Pattern analyzer
The pattern
analyzer allows you to define a custom analyzer that uses a regular expression (regex) to split input text into tokens. It also provides options for applying regex flags, converting tokens to lowercase, and filtering out stopwords.
Parameters
The pattern
analyzer can be configured with the following parameters.

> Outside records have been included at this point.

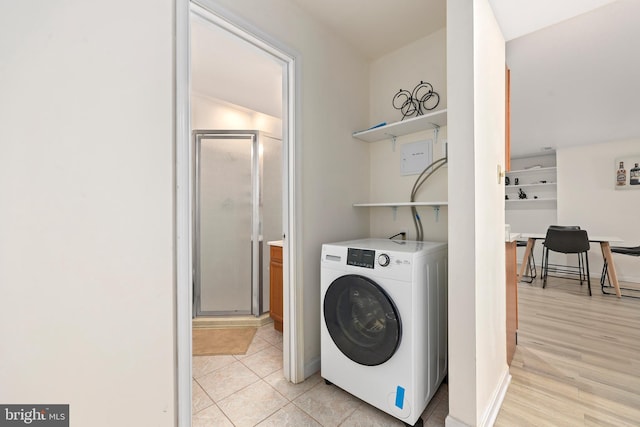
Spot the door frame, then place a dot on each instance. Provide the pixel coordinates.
(293, 343)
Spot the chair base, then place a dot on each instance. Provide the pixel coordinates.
(605, 285)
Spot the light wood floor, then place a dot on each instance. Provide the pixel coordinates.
(577, 362)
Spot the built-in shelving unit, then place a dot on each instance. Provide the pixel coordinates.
(538, 183)
(404, 127)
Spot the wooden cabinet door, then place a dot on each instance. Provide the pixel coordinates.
(275, 291)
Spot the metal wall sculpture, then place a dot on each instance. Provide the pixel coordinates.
(415, 103)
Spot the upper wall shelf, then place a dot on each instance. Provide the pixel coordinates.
(405, 127)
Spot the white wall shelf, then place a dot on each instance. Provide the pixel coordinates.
(404, 127)
(530, 182)
(546, 199)
(532, 170)
(394, 206)
(370, 205)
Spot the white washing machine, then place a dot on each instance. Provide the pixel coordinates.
(384, 322)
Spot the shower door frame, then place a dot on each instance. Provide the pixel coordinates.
(293, 337)
(256, 220)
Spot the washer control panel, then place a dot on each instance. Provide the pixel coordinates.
(384, 260)
(361, 257)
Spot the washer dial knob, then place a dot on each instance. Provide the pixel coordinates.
(384, 260)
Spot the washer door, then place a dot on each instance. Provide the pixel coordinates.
(362, 320)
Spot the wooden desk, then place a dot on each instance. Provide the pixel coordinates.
(605, 247)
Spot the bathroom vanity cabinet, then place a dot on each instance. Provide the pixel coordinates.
(275, 280)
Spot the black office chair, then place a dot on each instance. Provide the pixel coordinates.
(604, 277)
(531, 264)
(567, 241)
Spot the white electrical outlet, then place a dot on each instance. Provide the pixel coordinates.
(415, 157)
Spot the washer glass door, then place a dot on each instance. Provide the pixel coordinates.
(362, 320)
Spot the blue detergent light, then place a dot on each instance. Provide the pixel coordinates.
(400, 397)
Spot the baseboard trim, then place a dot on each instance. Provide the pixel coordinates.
(492, 411)
(311, 367)
(454, 422)
(231, 321)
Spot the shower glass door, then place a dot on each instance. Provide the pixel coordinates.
(226, 223)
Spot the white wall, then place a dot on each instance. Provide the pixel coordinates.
(424, 60)
(86, 224)
(586, 196)
(209, 113)
(478, 373)
(333, 167)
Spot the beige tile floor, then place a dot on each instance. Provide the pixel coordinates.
(250, 390)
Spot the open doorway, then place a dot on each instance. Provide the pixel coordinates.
(248, 107)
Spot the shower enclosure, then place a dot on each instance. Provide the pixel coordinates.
(238, 208)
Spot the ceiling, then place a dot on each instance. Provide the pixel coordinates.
(574, 63)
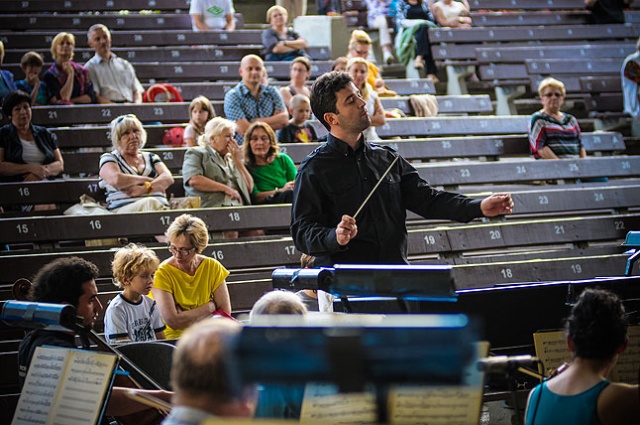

Parameter | Required/Optional | Data type | Description |
---|---|---|---|
pattern | Optional | String | A Java regular expression used to tokenize the input. Default is \W+ . |
flags | Optional | String | A string containing pipe-separated Java regex flags that modify the behavior of the regular expression. |
lowercase | Optional | Boolean | Whether to convert tokens to lowercase. Default is true . |
stopwords | Optional | String or list of strings | A string specifying a predefined list of stopwords (such as _english_ ) or an array specifying a custom list of stopwords. Default is _none_ . |
stopwords_path | Optional | String | The path (absolute or relative to the config directory) to the file containing a list of stopwords. |
Example
Use the following command to create an index named my_pattern_index
with a pattern
analyzer:
PUT /my_pattern_index
{
"settings": {
"analysis": {
"analyzer": {
"my_pattern_analyzer": {
"type": "pattern",
"pattern": "\\W+",
"lowercase": true,
"stopwords": ["and", "is"]
}
}
}
},
"mappings": {
"properties": {
"my_field": {
"type": "text",
"analyzer": "my_pattern_analyzer"
}
}
}
}
Generated tokens
Use the following request to examine the tokens generated using the analyzer:
POST /my_pattern_index/_analyze
{
"analyzer": "my_pattern_analyzer",
"text": "OpenSearch is fast and scalable"
}
The response contains the generated tokens:
{
"tokens": [
{
"token": "opensearch",
"start_offset": 0,
"end_offset": 10,
"type": "word",
"position": 0
},
{
"token": "fast",
"start_offset": 14,
"end_offset": 18,
"type": "word",
"position": 2
},
{
"token": "scalable",
"start_offset": 23,
"end_offset": 31,
"type": "word",
"position": 4
}
]
}